Andrei F picture Andrei F · Apr 12, 2013 · Viewed 8.8k times · Source

i'm trying to modify a pdf using this method (first code block - using PDFStreamParser and iterating through PDFOperator, then updating COSString when needed):

http://www.coderanch.com/t/556009/open-source/PdfBox-Replace-String-double-pdf

I'm having an issue with some UTF-8 characters (diacritics): when I print the text that i want to update it show like "Societ? ?ii Na?ionale" (where '?' is a code like 0002 or 0004).

The funny things are:

  1. when I write the updated pdf file, the characters are show correctly (even though i could't detected and replace them)
  2. if i try to strip the text using PDFTextStripper 's getText(...), the text is extracted perfectly.
  3. i tried 2 pdfbox versions: 1.5.0 (that behaves as described above) and 1.8.1 (where the final, written, pdf file does not display special characters correctly and "null" strings appear in the document)

What can I do (configure) for the classes used for updating the pdf (or at least try...) so that all of the UTF-8 characters are displayed correctly ?

EDIT:

Screenshot: enter image description here

EDIT 2:

I searched through the pdfbox source code in PDFTextStripper and its superclass, and I found out how the text was extracted:

At the beginning of processStream method we have

graphicsState = new PDGraphicsState(aPage.findCropBox());

when stripping the text in processEncodedText, an instance of PDFont class is used like this:

final PDFont font = graphicsState.getTextState().getFont();

and the text is extracted from a byte[] with :

String c = font.encode( string, i, codeLength );

The new problem is that when i instantiate a PDFont class with the same 2 lines of code, i get a "null" font class, and thus i cannot use .encode(...) method. Source code for those classes are here: http://grepcode.com/file/repo1.maven.org/maven2/org.apache.pdfbox/pdfbox/1.5.0/org/apache/pdfbox/util/PDFStreamEngine.java and http://grepcode.com/file/repo1.maven.org/maven2/org.apache.pdfbox/pdfbox/1.5.0/org/apache/pdfbox/util/PDFTextStripper.java

I'm digging now for more ...

Answer

plinth picture plinth · Apr 12, 2013

You can't just replace the text in strings. I don't say this lightly. I used to work on Acrobat many years ago and did the text search tool in the initial version, so I have a fairly deep understanding of the issues of text encoding. The main problem is that every string in PDF is encoded in some way. This is because PDF was made before Unicode was generally available and had a history in PostScript. PosctScript liked having very flexible encoding methods for fonts and encouraged re-encoding.
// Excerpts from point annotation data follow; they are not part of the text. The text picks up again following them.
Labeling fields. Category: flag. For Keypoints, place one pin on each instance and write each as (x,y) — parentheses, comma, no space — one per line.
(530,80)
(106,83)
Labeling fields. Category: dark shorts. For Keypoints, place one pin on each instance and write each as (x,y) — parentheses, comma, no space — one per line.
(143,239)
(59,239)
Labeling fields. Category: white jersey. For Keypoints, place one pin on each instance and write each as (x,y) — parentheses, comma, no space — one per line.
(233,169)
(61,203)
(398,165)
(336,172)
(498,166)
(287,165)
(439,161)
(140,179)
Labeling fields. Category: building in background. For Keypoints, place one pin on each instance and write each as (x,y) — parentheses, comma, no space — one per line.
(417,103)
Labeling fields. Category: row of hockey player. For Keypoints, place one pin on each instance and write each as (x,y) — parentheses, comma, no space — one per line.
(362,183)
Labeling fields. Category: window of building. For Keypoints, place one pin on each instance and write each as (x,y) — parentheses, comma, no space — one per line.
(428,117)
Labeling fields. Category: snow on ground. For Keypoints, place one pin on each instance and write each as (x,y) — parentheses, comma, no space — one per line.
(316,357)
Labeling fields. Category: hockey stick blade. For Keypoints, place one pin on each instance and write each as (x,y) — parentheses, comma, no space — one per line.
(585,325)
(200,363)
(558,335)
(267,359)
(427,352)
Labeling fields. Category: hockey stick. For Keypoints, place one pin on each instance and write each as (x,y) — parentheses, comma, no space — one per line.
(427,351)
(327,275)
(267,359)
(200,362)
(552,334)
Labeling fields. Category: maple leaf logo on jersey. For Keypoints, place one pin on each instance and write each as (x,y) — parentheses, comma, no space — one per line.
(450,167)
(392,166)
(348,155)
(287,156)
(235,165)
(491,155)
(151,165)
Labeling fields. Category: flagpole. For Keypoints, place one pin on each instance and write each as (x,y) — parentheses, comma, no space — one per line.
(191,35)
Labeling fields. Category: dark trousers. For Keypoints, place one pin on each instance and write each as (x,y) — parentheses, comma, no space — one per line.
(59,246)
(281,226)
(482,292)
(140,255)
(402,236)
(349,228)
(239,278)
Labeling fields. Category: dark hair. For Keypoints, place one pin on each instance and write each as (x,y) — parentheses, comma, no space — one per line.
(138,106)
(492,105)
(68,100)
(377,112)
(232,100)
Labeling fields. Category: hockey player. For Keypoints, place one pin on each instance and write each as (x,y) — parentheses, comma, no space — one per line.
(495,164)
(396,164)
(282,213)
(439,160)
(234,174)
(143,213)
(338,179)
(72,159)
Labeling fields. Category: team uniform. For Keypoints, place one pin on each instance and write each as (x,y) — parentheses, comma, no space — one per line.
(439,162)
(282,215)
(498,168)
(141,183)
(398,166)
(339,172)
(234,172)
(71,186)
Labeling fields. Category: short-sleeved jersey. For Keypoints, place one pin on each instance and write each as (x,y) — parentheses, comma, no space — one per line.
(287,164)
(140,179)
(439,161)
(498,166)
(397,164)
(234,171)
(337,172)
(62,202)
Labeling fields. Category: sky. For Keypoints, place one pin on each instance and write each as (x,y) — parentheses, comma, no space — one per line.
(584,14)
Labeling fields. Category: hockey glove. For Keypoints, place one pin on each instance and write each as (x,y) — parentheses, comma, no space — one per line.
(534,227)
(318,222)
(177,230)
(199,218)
So let's take a step back and understand the whole picture.

A character in a string in PDF which is meant to be shown with a text operator is, by default, encoded as a series of 8 bit characters. To determine what glyph is drawn for each byte, the byte is pushed through an encoding vector for that font. The encoding vector maps the byte to a glyph name which is then looked up in the font and drawn on the page. Be aware that this description is a half-truth (more later).

Most apps that generate PDF are kind and just use a standard encoding such as StandardEncoding or WinAnsiEncoding, most of which are pretty reasonable. Others will use standard encodings along with an encoding delta which are the differences from a standard encoding to what is encoded.
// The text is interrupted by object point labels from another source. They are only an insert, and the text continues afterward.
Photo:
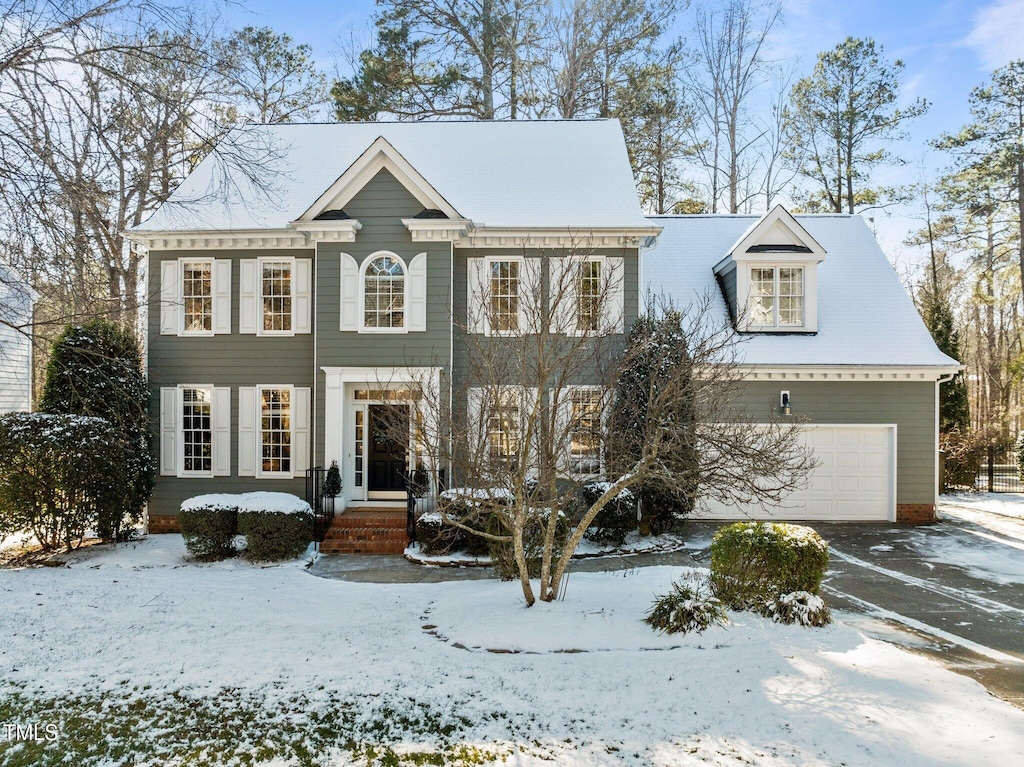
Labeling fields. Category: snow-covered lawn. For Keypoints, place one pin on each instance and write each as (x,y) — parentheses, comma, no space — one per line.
(1004,504)
(141,657)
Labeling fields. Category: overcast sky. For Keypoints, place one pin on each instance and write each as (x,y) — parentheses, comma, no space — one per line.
(948,46)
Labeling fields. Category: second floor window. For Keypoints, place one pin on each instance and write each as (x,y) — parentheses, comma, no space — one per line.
(197,296)
(197,431)
(776,296)
(504,296)
(384,297)
(275,293)
(275,431)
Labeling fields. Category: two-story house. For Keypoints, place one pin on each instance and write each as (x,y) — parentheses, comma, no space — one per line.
(295,300)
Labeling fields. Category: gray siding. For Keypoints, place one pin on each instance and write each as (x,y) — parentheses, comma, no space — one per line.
(380,206)
(908,405)
(222,360)
(463,345)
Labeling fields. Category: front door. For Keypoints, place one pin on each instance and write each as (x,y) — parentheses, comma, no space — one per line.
(387,451)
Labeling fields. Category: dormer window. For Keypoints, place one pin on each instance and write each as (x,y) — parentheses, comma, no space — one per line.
(776,297)
(769,277)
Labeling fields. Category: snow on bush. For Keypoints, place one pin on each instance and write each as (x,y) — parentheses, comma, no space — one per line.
(799,607)
(755,562)
(691,605)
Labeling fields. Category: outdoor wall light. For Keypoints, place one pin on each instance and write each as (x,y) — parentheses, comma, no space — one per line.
(783,403)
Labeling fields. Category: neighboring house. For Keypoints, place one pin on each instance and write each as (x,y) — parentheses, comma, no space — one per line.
(16,299)
(356,261)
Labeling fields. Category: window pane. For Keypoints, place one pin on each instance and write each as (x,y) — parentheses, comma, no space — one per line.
(384,294)
(197,294)
(504,290)
(585,434)
(589,296)
(197,431)
(275,429)
(276,295)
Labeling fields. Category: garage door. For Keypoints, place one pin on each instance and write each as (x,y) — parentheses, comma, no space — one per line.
(854,479)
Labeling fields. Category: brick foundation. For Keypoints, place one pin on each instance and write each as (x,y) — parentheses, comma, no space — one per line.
(914,513)
(164,523)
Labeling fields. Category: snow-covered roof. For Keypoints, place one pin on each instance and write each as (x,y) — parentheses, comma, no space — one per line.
(553,173)
(865,316)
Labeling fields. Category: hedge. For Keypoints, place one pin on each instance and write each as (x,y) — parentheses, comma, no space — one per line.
(755,562)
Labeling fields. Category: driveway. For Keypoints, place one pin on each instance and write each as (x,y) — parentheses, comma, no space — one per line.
(953,590)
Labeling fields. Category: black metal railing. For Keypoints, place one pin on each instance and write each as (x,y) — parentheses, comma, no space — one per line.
(998,471)
(322,505)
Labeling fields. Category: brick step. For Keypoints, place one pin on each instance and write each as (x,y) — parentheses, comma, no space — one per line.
(366,534)
(364,547)
(366,520)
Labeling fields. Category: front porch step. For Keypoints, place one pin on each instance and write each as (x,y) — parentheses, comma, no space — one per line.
(367,530)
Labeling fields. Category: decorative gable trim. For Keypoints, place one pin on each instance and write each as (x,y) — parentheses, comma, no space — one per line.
(777,231)
(381,155)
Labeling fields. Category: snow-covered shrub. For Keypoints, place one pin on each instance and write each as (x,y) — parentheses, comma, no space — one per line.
(691,605)
(799,607)
(615,520)
(209,524)
(754,562)
(57,474)
(95,369)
Some apps try to be much more frugal in the PDF they generate, so they look at the glyphs they use and decide to embed a subset of the font. If they only use upper and lower case roman letters and digits, they rebuild the font without those elements and may choose to re-index them as well and provide an encoding vector such that byte 0x00 goes to the glyph 'a' and 0x01 goes to the glyph 'b' and so on.
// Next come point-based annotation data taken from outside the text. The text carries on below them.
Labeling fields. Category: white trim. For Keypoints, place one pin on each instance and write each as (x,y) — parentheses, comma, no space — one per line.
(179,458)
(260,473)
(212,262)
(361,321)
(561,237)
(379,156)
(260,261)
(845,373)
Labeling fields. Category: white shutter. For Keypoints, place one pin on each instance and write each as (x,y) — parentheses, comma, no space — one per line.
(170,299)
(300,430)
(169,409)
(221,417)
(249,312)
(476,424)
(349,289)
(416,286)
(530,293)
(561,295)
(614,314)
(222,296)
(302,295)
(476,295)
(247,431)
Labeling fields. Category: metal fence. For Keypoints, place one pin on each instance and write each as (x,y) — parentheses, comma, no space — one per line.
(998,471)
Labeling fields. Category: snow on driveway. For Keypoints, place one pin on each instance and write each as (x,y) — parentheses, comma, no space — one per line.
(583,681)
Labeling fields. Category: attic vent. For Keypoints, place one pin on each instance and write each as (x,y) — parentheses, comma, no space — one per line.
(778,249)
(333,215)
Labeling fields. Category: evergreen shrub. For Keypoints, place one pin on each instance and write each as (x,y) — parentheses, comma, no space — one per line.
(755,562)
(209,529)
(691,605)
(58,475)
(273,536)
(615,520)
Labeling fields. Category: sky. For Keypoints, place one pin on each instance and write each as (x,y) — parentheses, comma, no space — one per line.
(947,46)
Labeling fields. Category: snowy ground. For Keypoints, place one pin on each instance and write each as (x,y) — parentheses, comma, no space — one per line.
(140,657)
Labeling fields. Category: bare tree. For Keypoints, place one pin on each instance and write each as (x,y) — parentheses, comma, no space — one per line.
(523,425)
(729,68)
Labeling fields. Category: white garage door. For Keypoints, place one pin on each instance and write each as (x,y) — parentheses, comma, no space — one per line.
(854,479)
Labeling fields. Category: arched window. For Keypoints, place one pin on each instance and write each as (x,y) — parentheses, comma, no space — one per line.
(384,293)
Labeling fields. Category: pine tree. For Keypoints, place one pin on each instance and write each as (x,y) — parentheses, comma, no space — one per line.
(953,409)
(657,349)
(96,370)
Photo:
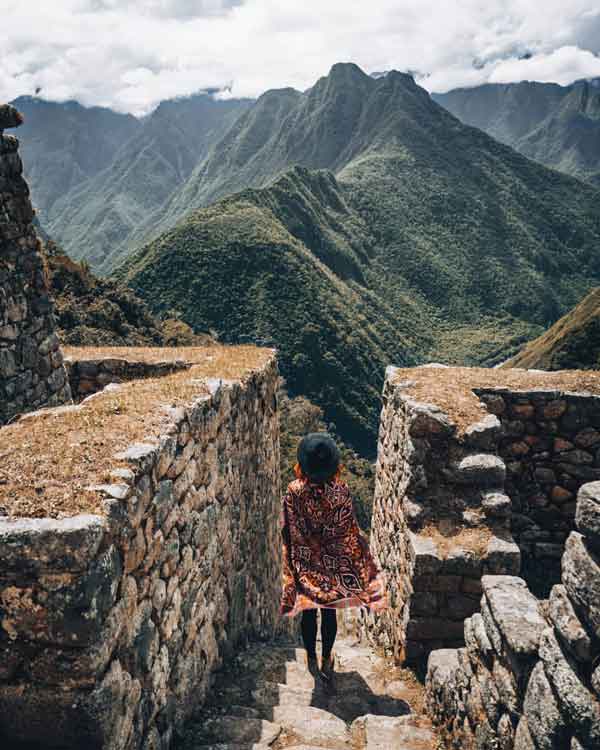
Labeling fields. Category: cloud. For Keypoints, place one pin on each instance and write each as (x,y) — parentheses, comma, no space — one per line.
(130,54)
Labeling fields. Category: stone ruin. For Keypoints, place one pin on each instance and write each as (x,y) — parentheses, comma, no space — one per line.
(113,623)
(490,538)
(32,373)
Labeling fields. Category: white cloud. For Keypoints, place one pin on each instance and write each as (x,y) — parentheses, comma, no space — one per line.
(130,54)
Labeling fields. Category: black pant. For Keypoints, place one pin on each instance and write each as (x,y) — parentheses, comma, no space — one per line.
(308,627)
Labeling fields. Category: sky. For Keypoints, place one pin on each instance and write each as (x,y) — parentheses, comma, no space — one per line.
(131,54)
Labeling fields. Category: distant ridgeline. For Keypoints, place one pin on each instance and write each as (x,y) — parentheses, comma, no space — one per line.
(558,126)
(424,239)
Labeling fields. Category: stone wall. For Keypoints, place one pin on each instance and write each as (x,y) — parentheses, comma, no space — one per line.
(31,365)
(87,376)
(112,624)
(529,677)
(551,447)
(440,522)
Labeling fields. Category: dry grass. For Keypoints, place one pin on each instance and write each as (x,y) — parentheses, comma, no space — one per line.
(447,534)
(451,388)
(142,354)
(46,462)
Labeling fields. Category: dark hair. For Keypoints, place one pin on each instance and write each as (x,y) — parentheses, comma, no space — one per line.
(318,457)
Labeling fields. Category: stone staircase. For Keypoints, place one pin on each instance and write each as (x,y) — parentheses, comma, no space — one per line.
(265,699)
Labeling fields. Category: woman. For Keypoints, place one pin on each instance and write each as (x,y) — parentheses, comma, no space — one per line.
(327,564)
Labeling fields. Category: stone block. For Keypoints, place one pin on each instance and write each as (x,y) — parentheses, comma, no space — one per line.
(579,706)
(481,470)
(38,544)
(587,515)
(568,626)
(581,578)
(546,725)
(515,612)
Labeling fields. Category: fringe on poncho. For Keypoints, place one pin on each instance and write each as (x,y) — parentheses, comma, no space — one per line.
(326,560)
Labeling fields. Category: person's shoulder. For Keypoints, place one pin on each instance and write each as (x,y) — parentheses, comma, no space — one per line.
(340,488)
(296,487)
Now back to the half truth. There are a class of fonts that are encoded by character ID (or CID), and TrueType and OpenType fonts fall into that category. In this case, you get access to Unicode, but again there is an encoding step where you the string, which is now UTF16BE, gets mapped to CID which is used to get the glyph from the font. And for no particularly good reason, Adobe uses a PostScript function to do the mapping. And again, this is about a 3/4s truth because there are different encoding as well for older management of Chinese, Japanese, and Korean fonts.

So before you blithely put a character into a string for a PDF font, you have to ask a few questions:

  1. Is my glyph in the font?
  2. Is my glyph in the encoding?
  3. What is the encoding of my glyph?

And any one of those may be different from what you expect. So for example, if you want to put in Ä (a diresis), you have to see if the font has the glyph for it (which may not be there because the font is a subset). Then the font may have a funny encoding which may not include the glyph. And finally, the actual byte value(s) of to use for Ä may not be standard.

So when I see someone trying to simply replace a chunk of text in PDF content, all I see is a world of pain. For most sane PDF, this will work say, 90% of the time, but for anything exotic - good luck. PDF's text rendering quirks are painful enough that it's sometimes easier to think of it as a write-only format.